Strengths and limitations

This study has a number of strengths. It included a large, contemporary, national sample allowing identification of a sizeable group of individuals with type 1 diabetes and enabling analysis of subpopulations including Māori and Pacific peoples, those with early-onset type 1 diabetes and those with a previous hospitalisation for DKA or hypoglycaemia. The data enabled examination of aspects of the pathway through education from high school to university-level study, and adjustment for a range of socioeconomic and maternal measures known to associate with educational outcomes. The study design also accounted for early exit as a result of death or long-term overseas travel.

The study must also be viewed in light of several limitations. The educational attainment outcomes are blunt and do not enable analysis of which areas of learning (e.g. numeracy and literacy) are most affected. Attendance data were available only for term 2 and may not be representative of the full school calendar year. While we included controls for a number of important covariates, other measures associated with educational outcomes such as congenital anomalies, birthweight, gestational age and Apgar score were unable to be accounted for. Moreover, while we excluded, in a sensitivity analysis, students who attended specialist schools, the available data did not allow us to exclude students with special educational needs within the mainstream setting. The impact of omitted variables on study findings is unknown. The VDR is not a formal registry of people with diabetes in NZ; instead, it identifies people who have diabetes by drawing on health service use from multiple datasets. While the VDR is validated and has strong predictive properties (e.g. high sensitivity and specificity), misclassification error may have impacted the study findings [33]. Moreover, the VDR does not readily distinguish between type 1 and type 2 diabetes. However, type 2 diabetes is relatively uncommon in young children (aged <13 years), and those with a type 2 diabetes diagnosis recorded in hospital data were excluded [34]. The data employed in this study do not include measures of HbA1c, which would have been an additional important marker of glucose levels compared with hospitalisations with DKA or hypoglycaemia, which is a less nuanced measure. Lastly, the birth cohort were born mostly in the 1990s and treatment has changed subsequently; however, because of the follow-up time required to observe educational outcomes, the present study was unable to account for newer developments in therapy.

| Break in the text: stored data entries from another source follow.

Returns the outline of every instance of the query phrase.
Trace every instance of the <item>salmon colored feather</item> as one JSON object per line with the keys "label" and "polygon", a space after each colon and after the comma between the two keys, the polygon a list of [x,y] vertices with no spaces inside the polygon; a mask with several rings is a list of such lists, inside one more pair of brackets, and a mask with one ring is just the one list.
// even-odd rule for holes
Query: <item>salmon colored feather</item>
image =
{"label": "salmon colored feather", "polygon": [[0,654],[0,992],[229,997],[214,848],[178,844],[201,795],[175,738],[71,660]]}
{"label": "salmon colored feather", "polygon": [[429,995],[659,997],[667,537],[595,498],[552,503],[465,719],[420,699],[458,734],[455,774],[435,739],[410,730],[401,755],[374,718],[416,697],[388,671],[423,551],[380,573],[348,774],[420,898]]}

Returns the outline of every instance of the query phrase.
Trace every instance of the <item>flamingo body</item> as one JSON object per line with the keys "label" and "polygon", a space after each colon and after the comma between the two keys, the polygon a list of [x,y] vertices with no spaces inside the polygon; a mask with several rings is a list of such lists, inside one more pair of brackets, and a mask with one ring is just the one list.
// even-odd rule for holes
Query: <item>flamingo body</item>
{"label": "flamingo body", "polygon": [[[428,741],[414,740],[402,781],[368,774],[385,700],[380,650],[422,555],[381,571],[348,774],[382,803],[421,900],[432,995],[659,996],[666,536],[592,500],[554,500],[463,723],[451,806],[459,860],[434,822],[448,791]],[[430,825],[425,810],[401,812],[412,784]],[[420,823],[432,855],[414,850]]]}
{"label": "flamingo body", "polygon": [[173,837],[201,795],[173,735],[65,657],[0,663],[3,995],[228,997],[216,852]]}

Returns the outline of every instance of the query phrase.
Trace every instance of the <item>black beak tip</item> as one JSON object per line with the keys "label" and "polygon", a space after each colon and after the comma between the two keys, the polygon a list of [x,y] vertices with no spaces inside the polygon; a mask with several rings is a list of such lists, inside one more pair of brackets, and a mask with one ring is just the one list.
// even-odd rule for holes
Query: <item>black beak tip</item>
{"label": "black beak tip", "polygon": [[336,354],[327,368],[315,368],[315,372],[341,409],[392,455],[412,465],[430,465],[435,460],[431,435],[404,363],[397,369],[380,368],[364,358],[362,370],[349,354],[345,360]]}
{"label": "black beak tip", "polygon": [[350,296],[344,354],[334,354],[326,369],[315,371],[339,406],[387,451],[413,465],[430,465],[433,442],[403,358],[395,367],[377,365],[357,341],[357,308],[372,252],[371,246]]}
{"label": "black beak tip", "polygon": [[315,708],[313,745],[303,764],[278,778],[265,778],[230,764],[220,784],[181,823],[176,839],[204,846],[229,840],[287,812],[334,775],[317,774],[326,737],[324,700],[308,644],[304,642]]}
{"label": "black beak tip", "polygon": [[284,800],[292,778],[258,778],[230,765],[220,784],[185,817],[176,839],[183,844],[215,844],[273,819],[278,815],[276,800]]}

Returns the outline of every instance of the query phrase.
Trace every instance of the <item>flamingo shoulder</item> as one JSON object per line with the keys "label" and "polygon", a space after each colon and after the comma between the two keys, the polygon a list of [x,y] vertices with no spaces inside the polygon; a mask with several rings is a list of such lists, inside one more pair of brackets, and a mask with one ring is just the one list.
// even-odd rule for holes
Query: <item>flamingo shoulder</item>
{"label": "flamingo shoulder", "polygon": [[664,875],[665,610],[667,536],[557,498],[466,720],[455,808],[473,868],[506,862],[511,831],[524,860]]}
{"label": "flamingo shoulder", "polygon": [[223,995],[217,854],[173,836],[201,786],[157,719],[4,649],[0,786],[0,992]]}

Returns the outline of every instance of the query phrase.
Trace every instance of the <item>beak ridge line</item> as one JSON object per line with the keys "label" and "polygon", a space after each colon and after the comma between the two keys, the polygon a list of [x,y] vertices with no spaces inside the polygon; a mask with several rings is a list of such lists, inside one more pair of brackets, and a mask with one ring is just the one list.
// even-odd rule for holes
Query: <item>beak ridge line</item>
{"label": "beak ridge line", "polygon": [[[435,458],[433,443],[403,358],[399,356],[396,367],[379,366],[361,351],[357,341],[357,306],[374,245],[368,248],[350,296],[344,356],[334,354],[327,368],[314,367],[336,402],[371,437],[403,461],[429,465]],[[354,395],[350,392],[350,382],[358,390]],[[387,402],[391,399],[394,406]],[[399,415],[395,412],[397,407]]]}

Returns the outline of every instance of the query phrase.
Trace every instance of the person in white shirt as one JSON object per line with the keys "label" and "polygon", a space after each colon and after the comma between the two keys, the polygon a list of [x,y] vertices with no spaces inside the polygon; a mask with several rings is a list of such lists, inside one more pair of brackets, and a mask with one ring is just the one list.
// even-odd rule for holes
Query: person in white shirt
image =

Implications for future work

Given the inconsistency of the findings in the existing literature, research to better understand the drivers of educational success among those with type 1 diabetes should be prioritised. Among other things, this might include improving the ability of school systems to accommodate chronic illnesses such as type 1 diabetes, and understanding their potential impacts on learning as well as the intersectionality of inequitable access to the social determinants of health and type 1 diabetes. Using temporal data available in the IDI, and more nuanced educational data such as subject-specific attainment information, may help to better elucidate the relationship between type 1 diabetes and educational outcomes. Moreover, further research might also explore other medium- and long-term impacts of type 1 diabetes, such as impacts on employment, income and other forms of continued education. Analysis of the influence of post-pubertal and teenage diagnoses of type 1 diabetes on educational outcomes, because of the substantial psychosocial impacts, also warrants further investigation. Analysis by sex/gender may also provide further insights into the relationship between educational success and type 1 diabetes.

Conclusion

In this whole NZ cohort study, negative associations between type 1 diabetes and educational outcomes, particularly in those with surrogate markers of glycaemic variability, highlight a further aspect of the profound impact of diabetes on the developing brain and psychosocial development. Ongoing efforts are needed to ensure barrier-free access to education for young people with type 1 diabetes, including school-based supports to enable student achievement and success and equitable outcomes for indigenous populations.